I think rate limiting is the wrong idea. Say for example, a client wants to re-fetch everything that it has cached, it may send a burst of requests in a short amount of time, and some of those requests may be wrongly rejected due to rate limits. This is what happens when a browser refreshes a page for example.
A better approach I think is delaying request handling based on resource allocation. If one client is disproportionately using up more time than others, then processing that clients' request will be queued up to process later, while well behaving clients will get their requests handled quickly. I think this is a more realistic approach and imposes less arbitrary restrictions.
This is why I've suggested, and used, fair queuing for rate limiting.
Any source can make lots of requests, but they queue up by IP address. (In practice, you have queues organized by hashed IP address, which you service round-robin. That's how routers do fair queuing.) If one queue gets very long, then you start sending 429 errors for new adds to that queue. Otherwise, the requests from the heavy load source just take a little longer.
Unlike most rate limiters, this requires little or no tuning. Each source IP address gets an equal amount of service. Sources which generate heavy load compete with themselves, not others.
The main tuning parameter is how long a queue can get. It's useful to have both length and time limits. But only hostile sources should hit those. They don't change with capacity or number of users. Brief load transients should be handled normally, if slowly.
This won't stop a distributed denial of service attack from many IP addresses. But anything coming from a small number of sources will be handled without much trouble.
Once you start getting into quality-of-service, basic rate limiting like the discussed is not enough. I think Stripe did a better job of covering such concerns in their rate limiter post. They specifically talk about being lenient to "bursty" traffic, as that was a legitimate use-case for clients.
Yes, this is why you want to use a token bucket rate limiter (which for some reason was considered and rejected by the original post). We wrote it up here and have an open-source impl on github that's in production serving hundreds of millions of rate limits: https://medium.com/smyte/rate-limiter-df3408325846
I particularly liked a comment about a fairly elegant way to rate limit with a caching proxy[1] in that HN post. When your main application returns a rate limit reached request, cache that in your proxy for a certain amount of time, and once it's timed out of the cache, they'll hit your main app again.
Where do you queue those requests ? If you do it anywhere under your own control, you will accumulate memory and open connections.
If you issue a 429, the client knows it needs to wait and retry, and you've pushed the backpressure all the way past the demarcation line of your own infrastructure.
One could limit concurrent connections per address.
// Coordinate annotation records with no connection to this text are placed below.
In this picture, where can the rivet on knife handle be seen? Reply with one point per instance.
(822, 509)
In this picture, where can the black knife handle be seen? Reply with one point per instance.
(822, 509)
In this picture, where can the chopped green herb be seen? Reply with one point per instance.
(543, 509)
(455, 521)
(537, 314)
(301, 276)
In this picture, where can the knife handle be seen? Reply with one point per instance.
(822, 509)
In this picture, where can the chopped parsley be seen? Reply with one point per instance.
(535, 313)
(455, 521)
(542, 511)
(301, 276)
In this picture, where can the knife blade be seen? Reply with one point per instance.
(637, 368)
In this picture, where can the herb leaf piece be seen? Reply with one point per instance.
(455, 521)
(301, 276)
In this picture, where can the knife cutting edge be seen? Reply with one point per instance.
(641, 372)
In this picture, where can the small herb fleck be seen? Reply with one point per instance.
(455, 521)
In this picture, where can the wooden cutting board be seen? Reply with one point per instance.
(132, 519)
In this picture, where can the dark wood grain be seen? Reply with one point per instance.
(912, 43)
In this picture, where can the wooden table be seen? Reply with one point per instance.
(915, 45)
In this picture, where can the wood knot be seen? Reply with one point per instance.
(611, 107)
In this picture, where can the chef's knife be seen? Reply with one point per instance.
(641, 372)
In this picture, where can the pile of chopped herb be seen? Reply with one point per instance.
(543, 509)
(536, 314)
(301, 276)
The idea is that an OPTIONS request which doesn't take much resources at all could be treated with a different weight than a POST which costs the server time to process.
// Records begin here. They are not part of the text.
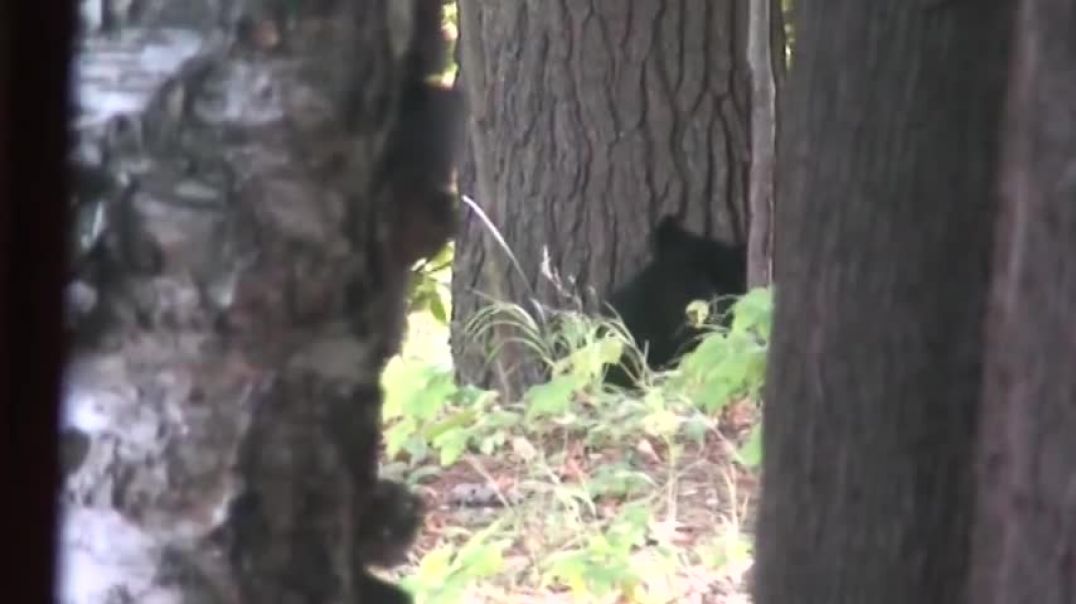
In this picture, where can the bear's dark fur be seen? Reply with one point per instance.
(684, 267)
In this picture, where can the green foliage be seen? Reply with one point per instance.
(446, 573)
(430, 285)
(597, 465)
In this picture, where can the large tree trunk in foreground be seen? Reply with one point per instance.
(246, 295)
(1025, 530)
(891, 134)
(590, 121)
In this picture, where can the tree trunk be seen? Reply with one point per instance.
(589, 122)
(764, 18)
(1025, 536)
(888, 150)
(249, 288)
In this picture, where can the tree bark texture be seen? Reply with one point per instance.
(889, 158)
(1025, 530)
(589, 122)
(764, 17)
(249, 286)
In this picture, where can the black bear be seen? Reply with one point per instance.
(684, 267)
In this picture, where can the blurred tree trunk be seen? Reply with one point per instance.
(889, 151)
(1025, 536)
(237, 309)
(589, 122)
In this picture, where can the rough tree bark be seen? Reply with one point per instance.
(263, 205)
(765, 52)
(886, 225)
(589, 122)
(1025, 535)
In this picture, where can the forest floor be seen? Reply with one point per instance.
(707, 515)
(639, 519)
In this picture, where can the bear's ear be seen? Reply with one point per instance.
(667, 236)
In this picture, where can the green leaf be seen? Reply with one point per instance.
(552, 397)
(750, 453)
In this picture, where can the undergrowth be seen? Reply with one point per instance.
(592, 493)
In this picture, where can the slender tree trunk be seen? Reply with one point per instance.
(761, 53)
(1025, 530)
(589, 122)
(886, 223)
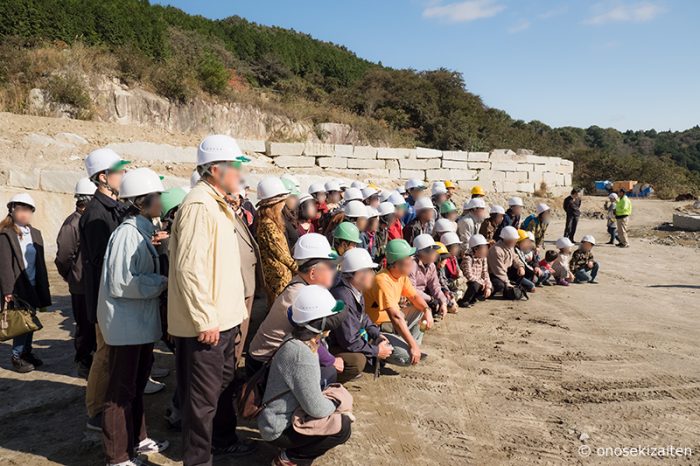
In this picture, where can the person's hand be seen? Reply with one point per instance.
(415, 355)
(209, 337)
(385, 349)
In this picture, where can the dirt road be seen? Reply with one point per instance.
(617, 363)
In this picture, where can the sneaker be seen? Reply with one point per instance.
(159, 372)
(234, 450)
(148, 445)
(153, 386)
(282, 460)
(31, 359)
(95, 423)
(21, 365)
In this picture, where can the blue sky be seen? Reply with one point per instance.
(621, 63)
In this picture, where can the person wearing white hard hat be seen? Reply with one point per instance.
(103, 213)
(358, 339)
(207, 290)
(490, 225)
(24, 279)
(293, 383)
(316, 265)
(583, 265)
(423, 221)
(611, 221)
(70, 266)
(424, 276)
(501, 259)
(473, 215)
(476, 271)
(537, 223)
(128, 314)
(414, 191)
(561, 266)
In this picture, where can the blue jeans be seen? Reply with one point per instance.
(584, 275)
(22, 344)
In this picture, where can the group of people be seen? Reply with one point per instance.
(351, 277)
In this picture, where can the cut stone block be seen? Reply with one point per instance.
(294, 161)
(425, 153)
(419, 164)
(394, 153)
(366, 163)
(28, 179)
(478, 157)
(59, 181)
(274, 149)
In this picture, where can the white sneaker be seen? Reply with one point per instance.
(148, 445)
(153, 386)
(159, 372)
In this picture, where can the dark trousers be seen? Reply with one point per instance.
(303, 449)
(570, 227)
(84, 340)
(123, 422)
(204, 379)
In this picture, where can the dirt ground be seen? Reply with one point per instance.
(611, 365)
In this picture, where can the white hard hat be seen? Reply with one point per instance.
(357, 259)
(423, 203)
(480, 240)
(85, 187)
(475, 203)
(386, 208)
(103, 159)
(414, 183)
(515, 201)
(332, 186)
(314, 302)
(22, 198)
(315, 188)
(305, 197)
(450, 238)
(270, 187)
(588, 239)
(139, 182)
(194, 179)
(352, 194)
(291, 178)
(313, 246)
(509, 232)
(355, 209)
(368, 192)
(438, 188)
(396, 198)
(497, 209)
(443, 225)
(218, 148)
(541, 207)
(424, 241)
(563, 243)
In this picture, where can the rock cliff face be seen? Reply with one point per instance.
(118, 103)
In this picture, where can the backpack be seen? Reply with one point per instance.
(250, 399)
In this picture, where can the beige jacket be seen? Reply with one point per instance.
(205, 285)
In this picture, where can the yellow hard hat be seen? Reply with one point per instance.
(522, 234)
(442, 249)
depending on the resources being thrown at you, just trying to limit concurrent connections per address could help (there's the question about how to keep information about how many connections a given address has opened distributed to your load balancing layer and consistent, or at least consistent enough to mostly do the right thing most of the time)
maybe that doesn't help with ipv6, though. you'd run out of memory if you tried to keep track of every /128, and different ISPs hand out different blocks to customers (some give out a /64, maybe some give each customer their own /72, etc).
> The idea is that an OPTIONS request which doesn't take much resources at all could be treated with a different weight than a POST which costs the server time to process.
I'm curious, what frameworks/libraries/whatever have you seen that use HTTP OPTIONS ?
More sophisticated ways to reject connections rely on heuristics and may result in denying legitimate requests. I don't have all the answers, I'm just suggesting a way that doesn't consider all requests equal.
Every CORS pre-flight request uses the OPTIONS method. It is also used to advertise which methods are available on a route.
This depends why you want to rate limit. If its the classic case of stopping one customer consuming all resources because of an overenthusiastic script it's fine. If you're trying to avoid paying for lots of calls to an expensive API, or competitors scraping data, you want to reject the requests entirely rather than just delaying them.
fwiw TokenBuckets are very happy to separate "burst" from "refill rate". ie It's easy to give each client 10 tokens, but then have their bucket refill at 60/minute.
Queueing sounds nice, but the web is synchronous. If somebody crushes you do you really want to queue them and then process the reqs 5 min later? After the connection has already terminated?
A better approach I think is delaying request handling based on resource allocation. If one client is disproportionately using up more time than others, then processing that clients' request will be queued up to process later, while well behaving clients will get their requests handled quickly. I think this is a more realistic approach and imposes less arbitrary restrictions.